Kierownictwo przedsiębiorstwa państwowego mogło doprowadzić firmę do bankructwa i nadal zarabiać kilkanaście razy więcej niż zwykły pracownik.

Taki wniosek płynie z najnowszego raportu NIK, do którego dotarła sieć RMF FM. Największe różnice w wynagrodzeniach kontrolerzy NIK odkryli w przedsiębiorstwach najmniej rentownych, w których brak było powiązań pensji na stanowiskach kierowniczych z wynikami finansowymi przedsiębiorstwa.

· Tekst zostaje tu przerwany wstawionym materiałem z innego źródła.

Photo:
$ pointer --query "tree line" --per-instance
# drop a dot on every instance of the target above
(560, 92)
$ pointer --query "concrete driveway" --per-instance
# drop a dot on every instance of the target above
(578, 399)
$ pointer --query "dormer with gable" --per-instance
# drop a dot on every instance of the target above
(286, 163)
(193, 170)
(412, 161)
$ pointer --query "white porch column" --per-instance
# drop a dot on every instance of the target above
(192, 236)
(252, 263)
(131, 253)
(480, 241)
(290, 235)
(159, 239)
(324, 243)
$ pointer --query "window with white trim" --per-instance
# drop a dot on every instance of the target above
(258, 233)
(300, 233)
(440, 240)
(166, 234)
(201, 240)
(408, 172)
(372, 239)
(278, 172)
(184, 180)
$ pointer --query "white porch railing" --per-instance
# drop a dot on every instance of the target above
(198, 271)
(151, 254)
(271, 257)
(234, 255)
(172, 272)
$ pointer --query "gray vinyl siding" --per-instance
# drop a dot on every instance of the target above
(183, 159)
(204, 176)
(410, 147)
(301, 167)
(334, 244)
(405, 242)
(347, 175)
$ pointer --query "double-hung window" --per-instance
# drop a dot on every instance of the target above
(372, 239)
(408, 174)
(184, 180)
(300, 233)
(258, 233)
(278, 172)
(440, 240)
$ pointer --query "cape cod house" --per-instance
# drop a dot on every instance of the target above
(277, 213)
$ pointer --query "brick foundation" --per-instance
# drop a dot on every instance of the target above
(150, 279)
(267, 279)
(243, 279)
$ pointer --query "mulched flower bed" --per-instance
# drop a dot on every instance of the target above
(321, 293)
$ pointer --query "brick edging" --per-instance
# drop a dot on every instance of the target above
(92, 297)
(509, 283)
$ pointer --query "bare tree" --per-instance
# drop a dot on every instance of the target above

Zbulwersowała ich także sprawa gigantycznych odpraw dla zwalnianych członków zarządu spółek. Na przykład KGHM Polska Miedź wypłacił odchodzącym członkom zarządu prawie 4 miliony złotych odszkodowania i dorzucił jeszcze kolejne 5 milionów 700 tysięcy za to tylko, że przez rok powstrzymają się od pracy w konkurencji.

Podobnie w Polskiej Żegludze Bałtyckiej w Kołobrzegu - pensje kierownictwa wypłacano na najwyższym możliwym poziomie, a przedsiębiorstwo z roku na rok przynosiło same straty.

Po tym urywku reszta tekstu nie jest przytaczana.